Ecclesiastical enclosure, Carrig Island, Co. Kerry
Co. Kerry |
Ecclesiastical Sites
On Carrig Island in County Kerry, there is a monastic enclosure so large and so thoroughly absorbed into the working landscape that it does not appear on Ordnance Survey maps at all.
The site only became clearly legible in 1987, when aerial photographs revealed its true scale: a roughly oval double-banked enclosure stretching some 330 metres north to south and 260 metres east to west across low-lying pastureland. A bivallate enclosure of this type, meaning one defined by two concentric earthen banks rather than one, is a form associated with early medieval ecclesiastical settlements of some importance in Ireland, where the inner boundary marked sacred space and the outer defined a wider zone of activity and protection. Here, both banks have been so thoroughly worked over by centuries of agriculture that they barely register in the ground. The outer bank survives only in fragments, rising to around half a metre. The inner is better preserved in places, but to the north-east and east it has been ploughed out entirely.

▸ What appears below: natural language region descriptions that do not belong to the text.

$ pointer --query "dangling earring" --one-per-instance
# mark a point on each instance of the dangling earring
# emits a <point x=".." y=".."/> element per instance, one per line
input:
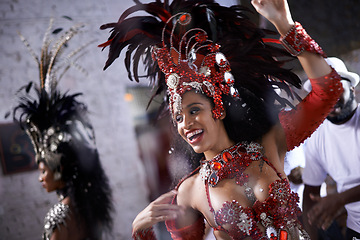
<point x="57" y="176"/>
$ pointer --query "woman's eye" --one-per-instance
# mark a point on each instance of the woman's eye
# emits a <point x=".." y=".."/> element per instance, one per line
<point x="178" y="118"/>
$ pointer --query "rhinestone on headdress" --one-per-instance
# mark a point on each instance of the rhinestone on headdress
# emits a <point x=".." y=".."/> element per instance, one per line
<point x="196" y="63"/>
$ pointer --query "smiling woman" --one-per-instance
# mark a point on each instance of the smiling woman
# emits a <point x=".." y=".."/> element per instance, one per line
<point x="196" y="125"/>
<point x="221" y="77"/>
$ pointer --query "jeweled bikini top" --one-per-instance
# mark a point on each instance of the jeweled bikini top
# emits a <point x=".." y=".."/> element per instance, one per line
<point x="278" y="213"/>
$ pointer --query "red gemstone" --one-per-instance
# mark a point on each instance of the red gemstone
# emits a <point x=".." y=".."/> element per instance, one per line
<point x="227" y="156"/>
<point x="216" y="166"/>
<point x="242" y="149"/>
<point x="184" y="18"/>
<point x="283" y="235"/>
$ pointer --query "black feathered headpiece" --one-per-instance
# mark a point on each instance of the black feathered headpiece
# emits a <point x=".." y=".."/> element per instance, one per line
<point x="62" y="135"/>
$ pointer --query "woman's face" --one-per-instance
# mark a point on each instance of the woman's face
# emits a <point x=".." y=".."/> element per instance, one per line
<point x="46" y="177"/>
<point x="195" y="124"/>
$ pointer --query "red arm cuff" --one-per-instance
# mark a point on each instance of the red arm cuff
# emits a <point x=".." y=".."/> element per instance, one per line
<point x="301" y="122"/>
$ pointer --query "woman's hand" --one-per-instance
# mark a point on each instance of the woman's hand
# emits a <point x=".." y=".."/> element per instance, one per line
<point x="159" y="210"/>
<point x="326" y="209"/>
<point x="277" y="12"/>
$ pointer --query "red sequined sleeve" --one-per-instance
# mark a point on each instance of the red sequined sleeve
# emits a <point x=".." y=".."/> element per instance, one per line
<point x="301" y="122"/>
<point x="194" y="231"/>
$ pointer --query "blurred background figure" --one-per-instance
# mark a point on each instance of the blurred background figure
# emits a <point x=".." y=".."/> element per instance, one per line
<point x="334" y="150"/>
<point x="64" y="144"/>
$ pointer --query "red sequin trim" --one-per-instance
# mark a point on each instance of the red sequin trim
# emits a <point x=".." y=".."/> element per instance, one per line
<point x="146" y="234"/>
<point x="297" y="41"/>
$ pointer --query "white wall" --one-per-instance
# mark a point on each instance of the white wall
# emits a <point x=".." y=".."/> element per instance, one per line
<point x="23" y="202"/>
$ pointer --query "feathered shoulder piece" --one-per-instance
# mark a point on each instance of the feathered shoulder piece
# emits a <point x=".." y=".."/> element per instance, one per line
<point x="213" y="40"/>
<point x="62" y="134"/>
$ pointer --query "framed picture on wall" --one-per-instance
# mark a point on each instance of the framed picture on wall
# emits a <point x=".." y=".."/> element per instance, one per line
<point x="16" y="150"/>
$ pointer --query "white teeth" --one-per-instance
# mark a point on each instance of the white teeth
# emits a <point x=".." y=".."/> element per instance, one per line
<point x="191" y="134"/>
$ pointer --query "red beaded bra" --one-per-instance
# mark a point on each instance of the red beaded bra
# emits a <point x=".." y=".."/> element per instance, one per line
<point x="278" y="214"/>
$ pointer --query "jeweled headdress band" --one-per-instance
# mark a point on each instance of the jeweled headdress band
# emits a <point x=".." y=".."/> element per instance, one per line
<point x="201" y="67"/>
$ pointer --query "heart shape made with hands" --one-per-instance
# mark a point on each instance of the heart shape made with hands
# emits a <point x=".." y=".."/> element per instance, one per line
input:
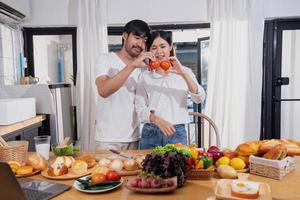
<point x="164" y="64"/>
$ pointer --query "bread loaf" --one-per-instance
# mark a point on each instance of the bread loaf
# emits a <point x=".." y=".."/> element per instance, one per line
<point x="37" y="161"/>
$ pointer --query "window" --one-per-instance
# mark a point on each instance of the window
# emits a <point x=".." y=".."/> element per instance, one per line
<point x="8" y="56"/>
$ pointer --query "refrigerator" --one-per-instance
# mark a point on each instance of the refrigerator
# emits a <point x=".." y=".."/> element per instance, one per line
<point x="62" y="122"/>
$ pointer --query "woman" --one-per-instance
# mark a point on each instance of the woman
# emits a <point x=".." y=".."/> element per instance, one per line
<point x="161" y="96"/>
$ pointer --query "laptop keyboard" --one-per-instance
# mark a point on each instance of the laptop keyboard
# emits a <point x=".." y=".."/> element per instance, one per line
<point x="35" y="194"/>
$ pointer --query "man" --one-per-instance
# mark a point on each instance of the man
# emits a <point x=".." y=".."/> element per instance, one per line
<point x="116" y="79"/>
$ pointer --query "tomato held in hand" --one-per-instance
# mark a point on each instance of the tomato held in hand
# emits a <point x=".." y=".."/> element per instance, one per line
<point x="112" y="176"/>
<point x="165" y="65"/>
<point x="154" y="65"/>
<point x="98" y="178"/>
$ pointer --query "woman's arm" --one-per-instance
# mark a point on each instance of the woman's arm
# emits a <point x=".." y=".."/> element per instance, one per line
<point x="147" y="114"/>
<point x="195" y="90"/>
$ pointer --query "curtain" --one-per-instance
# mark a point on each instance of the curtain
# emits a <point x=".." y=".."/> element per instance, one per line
<point x="290" y="68"/>
<point x="92" y="41"/>
<point x="235" y="74"/>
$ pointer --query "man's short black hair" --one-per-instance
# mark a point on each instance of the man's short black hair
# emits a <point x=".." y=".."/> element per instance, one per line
<point x="137" y="27"/>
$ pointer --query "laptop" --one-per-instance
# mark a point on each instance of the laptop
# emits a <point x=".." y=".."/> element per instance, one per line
<point x="26" y="188"/>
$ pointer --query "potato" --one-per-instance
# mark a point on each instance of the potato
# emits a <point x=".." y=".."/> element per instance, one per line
<point x="226" y="171"/>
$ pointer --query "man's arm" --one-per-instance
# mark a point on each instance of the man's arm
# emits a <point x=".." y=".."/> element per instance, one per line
<point x="106" y="86"/>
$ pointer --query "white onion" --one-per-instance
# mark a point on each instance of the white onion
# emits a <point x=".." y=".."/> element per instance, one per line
<point x="116" y="165"/>
<point x="104" y="162"/>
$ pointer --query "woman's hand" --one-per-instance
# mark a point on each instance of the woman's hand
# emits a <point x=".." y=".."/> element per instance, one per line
<point x="163" y="125"/>
<point x="177" y="66"/>
<point x="142" y="60"/>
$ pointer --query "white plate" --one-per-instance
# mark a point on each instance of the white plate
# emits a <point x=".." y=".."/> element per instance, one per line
<point x="77" y="187"/>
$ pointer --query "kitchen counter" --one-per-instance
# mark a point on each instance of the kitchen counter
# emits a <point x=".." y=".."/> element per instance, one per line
<point x="21" y="125"/>
<point x="287" y="188"/>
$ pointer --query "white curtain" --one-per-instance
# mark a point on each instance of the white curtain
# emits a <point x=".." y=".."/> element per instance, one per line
<point x="235" y="71"/>
<point x="92" y="41"/>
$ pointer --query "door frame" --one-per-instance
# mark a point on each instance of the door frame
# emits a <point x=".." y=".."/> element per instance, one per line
<point x="271" y="93"/>
<point x="28" y="34"/>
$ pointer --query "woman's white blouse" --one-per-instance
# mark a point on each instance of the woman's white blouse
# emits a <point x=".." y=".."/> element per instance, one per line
<point x="166" y="95"/>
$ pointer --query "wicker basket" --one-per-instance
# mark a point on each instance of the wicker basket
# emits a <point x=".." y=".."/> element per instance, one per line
<point x="275" y="169"/>
<point x="16" y="150"/>
<point x="200" y="174"/>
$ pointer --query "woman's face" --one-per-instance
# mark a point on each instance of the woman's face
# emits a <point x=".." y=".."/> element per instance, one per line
<point x="161" y="49"/>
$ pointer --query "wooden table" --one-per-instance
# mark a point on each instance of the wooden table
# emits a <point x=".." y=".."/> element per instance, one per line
<point x="287" y="188"/>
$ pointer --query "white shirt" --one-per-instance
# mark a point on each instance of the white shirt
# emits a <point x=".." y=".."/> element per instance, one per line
<point x="166" y="95"/>
<point x="116" y="117"/>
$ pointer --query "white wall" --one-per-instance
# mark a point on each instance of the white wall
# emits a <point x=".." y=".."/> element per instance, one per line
<point x="157" y="11"/>
<point x="21" y="5"/>
<point x="48" y="13"/>
<point x="64" y="12"/>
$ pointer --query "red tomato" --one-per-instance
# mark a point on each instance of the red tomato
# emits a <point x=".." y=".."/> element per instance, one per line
<point x="112" y="176"/>
<point x="154" y="65"/>
<point x="98" y="178"/>
<point x="165" y="65"/>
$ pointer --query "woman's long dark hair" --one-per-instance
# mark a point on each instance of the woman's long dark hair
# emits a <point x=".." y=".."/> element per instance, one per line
<point x="166" y="35"/>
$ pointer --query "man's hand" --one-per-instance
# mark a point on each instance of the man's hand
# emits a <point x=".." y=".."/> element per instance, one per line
<point x="140" y="61"/>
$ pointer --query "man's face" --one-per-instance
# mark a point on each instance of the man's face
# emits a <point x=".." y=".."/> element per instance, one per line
<point x="133" y="44"/>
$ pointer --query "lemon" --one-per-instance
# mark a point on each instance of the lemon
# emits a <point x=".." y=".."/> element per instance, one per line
<point x="237" y="163"/>
<point x="223" y="161"/>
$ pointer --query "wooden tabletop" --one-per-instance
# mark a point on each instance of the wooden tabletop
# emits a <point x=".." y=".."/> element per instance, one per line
<point x="287" y="188"/>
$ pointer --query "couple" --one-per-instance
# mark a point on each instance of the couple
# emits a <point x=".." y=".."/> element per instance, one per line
<point x="129" y="93"/>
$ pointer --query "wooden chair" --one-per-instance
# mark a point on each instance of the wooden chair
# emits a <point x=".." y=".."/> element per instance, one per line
<point x="208" y="127"/>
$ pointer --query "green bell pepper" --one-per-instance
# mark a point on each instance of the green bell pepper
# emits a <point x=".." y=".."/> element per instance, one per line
<point x="207" y="161"/>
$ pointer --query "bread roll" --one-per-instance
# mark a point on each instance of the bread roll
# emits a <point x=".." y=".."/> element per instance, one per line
<point x="58" y="162"/>
<point x="245" y="189"/>
<point x="79" y="167"/>
<point x="270" y="144"/>
<point x="68" y="161"/>
<point x="24" y="170"/>
<point x="293" y="150"/>
<point x="89" y="160"/>
<point x="37" y="161"/>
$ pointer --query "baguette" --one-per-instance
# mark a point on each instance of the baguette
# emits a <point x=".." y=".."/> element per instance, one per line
<point x="37" y="161"/>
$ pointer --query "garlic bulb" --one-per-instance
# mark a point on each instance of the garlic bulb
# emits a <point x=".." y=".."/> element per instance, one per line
<point x="116" y="165"/>
<point x="104" y="162"/>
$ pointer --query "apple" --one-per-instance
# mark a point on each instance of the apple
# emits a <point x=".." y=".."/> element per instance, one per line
<point x="212" y="149"/>
<point x="230" y="154"/>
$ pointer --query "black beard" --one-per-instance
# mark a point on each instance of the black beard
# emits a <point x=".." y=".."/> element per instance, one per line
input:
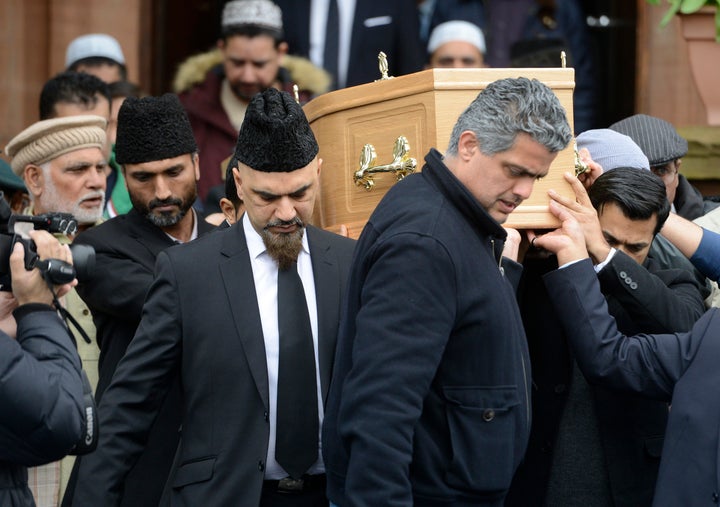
<point x="283" y="247"/>
<point x="165" y="219"/>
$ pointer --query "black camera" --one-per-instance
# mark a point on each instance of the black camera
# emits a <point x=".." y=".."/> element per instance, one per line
<point x="13" y="229"/>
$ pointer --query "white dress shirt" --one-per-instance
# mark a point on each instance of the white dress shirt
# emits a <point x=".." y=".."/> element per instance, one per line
<point x="318" y="26"/>
<point x="265" y="272"/>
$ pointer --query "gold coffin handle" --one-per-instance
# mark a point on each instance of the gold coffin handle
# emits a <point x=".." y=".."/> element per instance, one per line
<point x="402" y="164"/>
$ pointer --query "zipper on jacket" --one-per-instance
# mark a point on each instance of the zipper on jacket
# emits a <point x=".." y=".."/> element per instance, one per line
<point x="492" y="246"/>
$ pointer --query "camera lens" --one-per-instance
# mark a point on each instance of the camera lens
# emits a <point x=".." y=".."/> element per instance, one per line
<point x="83" y="261"/>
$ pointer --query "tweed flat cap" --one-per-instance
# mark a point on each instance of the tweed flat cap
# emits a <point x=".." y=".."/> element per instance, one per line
<point x="252" y="12"/>
<point x="657" y="138"/>
<point x="275" y="135"/>
<point x="612" y="149"/>
<point x="8" y="179"/>
<point x="152" y="128"/>
<point x="94" y="45"/>
<point x="48" y="139"/>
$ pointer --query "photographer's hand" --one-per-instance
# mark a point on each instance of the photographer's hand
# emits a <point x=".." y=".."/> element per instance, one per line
<point x="7" y="321"/>
<point x="30" y="286"/>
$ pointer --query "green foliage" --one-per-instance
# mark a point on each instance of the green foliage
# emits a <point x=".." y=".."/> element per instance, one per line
<point x="688" y="7"/>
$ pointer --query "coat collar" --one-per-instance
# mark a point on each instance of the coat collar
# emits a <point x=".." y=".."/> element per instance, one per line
<point x="240" y="289"/>
<point x="460" y="197"/>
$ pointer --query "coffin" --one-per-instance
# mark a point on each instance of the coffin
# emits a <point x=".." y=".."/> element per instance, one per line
<point x="422" y="108"/>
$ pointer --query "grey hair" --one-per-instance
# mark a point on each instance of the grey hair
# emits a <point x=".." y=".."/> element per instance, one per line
<point x="510" y="106"/>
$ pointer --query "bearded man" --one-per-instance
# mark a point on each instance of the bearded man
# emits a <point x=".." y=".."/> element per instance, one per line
<point x="158" y="155"/>
<point x="225" y="314"/>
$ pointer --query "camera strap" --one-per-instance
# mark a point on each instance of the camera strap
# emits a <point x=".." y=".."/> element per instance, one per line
<point x="90" y="424"/>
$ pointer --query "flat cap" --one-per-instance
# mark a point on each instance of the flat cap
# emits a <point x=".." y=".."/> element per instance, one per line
<point x="48" y="139"/>
<point x="8" y="179"/>
<point x="657" y="138"/>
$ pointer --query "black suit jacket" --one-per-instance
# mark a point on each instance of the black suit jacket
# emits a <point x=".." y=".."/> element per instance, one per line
<point x="126" y="248"/>
<point x="379" y="25"/>
<point x="202" y="319"/>
<point x="682" y="367"/>
<point x="645" y="299"/>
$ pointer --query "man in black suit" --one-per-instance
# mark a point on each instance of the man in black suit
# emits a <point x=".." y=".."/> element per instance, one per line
<point x="429" y="404"/>
<point x="590" y="445"/>
<point x="156" y="148"/>
<point x="677" y="367"/>
<point x="216" y="314"/>
<point x="377" y="25"/>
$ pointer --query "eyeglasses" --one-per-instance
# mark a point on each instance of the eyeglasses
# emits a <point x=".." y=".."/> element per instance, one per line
<point x="667" y="172"/>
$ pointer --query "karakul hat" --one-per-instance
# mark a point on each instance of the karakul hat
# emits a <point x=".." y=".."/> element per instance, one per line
<point x="94" y="45"/>
<point x="152" y="128"/>
<point x="8" y="179"/>
<point x="657" y="138"/>
<point x="456" y="31"/>
<point x="612" y="149"/>
<point x="275" y="135"/>
<point x="252" y="12"/>
<point x="48" y="139"/>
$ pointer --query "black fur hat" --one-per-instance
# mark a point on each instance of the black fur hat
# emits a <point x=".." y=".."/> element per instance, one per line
<point x="275" y="135"/>
<point x="152" y="128"/>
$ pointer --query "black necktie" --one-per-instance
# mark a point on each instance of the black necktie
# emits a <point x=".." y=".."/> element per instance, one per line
<point x="296" y="440"/>
<point x="332" y="42"/>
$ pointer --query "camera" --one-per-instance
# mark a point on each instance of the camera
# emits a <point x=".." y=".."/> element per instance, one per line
<point x="14" y="228"/>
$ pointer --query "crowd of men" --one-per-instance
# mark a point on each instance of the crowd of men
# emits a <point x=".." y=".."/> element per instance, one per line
<point x="251" y="358"/>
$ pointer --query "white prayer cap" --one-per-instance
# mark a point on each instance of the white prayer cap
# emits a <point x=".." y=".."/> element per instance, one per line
<point x="456" y="31"/>
<point x="94" y="45"/>
<point x="252" y="12"/>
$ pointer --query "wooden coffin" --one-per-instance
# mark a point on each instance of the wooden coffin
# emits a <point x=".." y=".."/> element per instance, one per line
<point x="422" y="107"/>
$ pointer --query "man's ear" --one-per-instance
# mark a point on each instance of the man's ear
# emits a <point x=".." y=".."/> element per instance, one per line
<point x="34" y="178"/>
<point x="228" y="210"/>
<point x="467" y="145"/>
<point x="238" y="183"/>
<point x="196" y="165"/>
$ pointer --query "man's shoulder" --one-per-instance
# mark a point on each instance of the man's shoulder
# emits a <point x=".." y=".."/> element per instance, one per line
<point x="121" y="224"/>
<point x="324" y="240"/>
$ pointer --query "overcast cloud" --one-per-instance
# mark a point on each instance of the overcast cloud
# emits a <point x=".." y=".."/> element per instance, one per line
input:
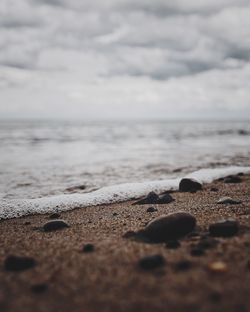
<point x="124" y="58"/>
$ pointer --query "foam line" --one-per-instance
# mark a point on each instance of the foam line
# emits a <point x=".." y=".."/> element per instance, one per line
<point x="106" y="195"/>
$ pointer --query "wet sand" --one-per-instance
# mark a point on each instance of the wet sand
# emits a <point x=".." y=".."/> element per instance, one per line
<point x="109" y="279"/>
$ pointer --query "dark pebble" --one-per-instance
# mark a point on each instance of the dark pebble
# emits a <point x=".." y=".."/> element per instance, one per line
<point x="165" y="199"/>
<point x="88" y="248"/>
<point x="55" y="225"/>
<point x="151" y="209"/>
<point x="169" y="227"/>
<point x="197" y="251"/>
<point x="151" y="198"/>
<point x="151" y="262"/>
<point x="54" y="215"/>
<point x="39" y="288"/>
<point x="16" y="263"/>
<point x="182" y="265"/>
<point x="232" y="179"/>
<point x="174" y="244"/>
<point x="224" y="228"/>
<point x="189" y="185"/>
<point x="214" y="189"/>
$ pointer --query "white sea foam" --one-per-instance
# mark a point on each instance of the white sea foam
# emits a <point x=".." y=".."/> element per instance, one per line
<point x="106" y="195"/>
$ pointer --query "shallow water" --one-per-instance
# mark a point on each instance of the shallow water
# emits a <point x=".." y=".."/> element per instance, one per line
<point x="53" y="157"/>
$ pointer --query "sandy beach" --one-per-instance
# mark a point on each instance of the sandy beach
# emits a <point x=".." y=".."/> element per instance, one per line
<point x="107" y="277"/>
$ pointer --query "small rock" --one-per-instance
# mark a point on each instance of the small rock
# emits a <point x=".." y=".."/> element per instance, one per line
<point x="174" y="244"/>
<point x="39" y="288"/>
<point x="165" y="199"/>
<point x="151" y="209"/>
<point x="228" y="201"/>
<point x="151" y="198"/>
<point x="169" y="227"/>
<point x="214" y="189"/>
<point x="232" y="179"/>
<point x="217" y="267"/>
<point x="129" y="234"/>
<point x="54" y="215"/>
<point x="88" y="248"/>
<point x="55" y="225"/>
<point x="182" y="265"/>
<point x="189" y="185"/>
<point x="16" y="263"/>
<point x="224" y="228"/>
<point x="207" y="243"/>
<point x="197" y="251"/>
<point x="151" y="262"/>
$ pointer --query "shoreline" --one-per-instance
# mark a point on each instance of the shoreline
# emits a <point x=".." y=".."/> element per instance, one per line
<point x="109" y="279"/>
<point x="108" y="195"/>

Within the enclosure, the traces of an early religious community are still just visible if you know what to look for. The foundations of house-sites and other structures survive across the interior, though a later fieldbank cutting an inverted V-shape through the centre has damaged several of them, and the southern portion has been so continuously ploughed that nothing remains above ground there. A bohareen, the Irish term for a narrow country lane, cuts through the northern sector of the enclosure, running north-west to south-east, bisecting what would once have been a coherent religious precinct. Between the inner and outer banks to the north-west, faint ridge lines suggest earlier cultivation. Alongside these older remains sits a fifteenth-century friary, a relatively late addition to a site with much deeper ecclesiastical roots, accompanied by a holy well traditionally associated with the friars. The combination of early enclosure, medieval friary, and holy well points to a site that remained in active religious use across a very long span of time, even as its physical fabric was steadily dismantled and redistributed into field walls and farm tracks.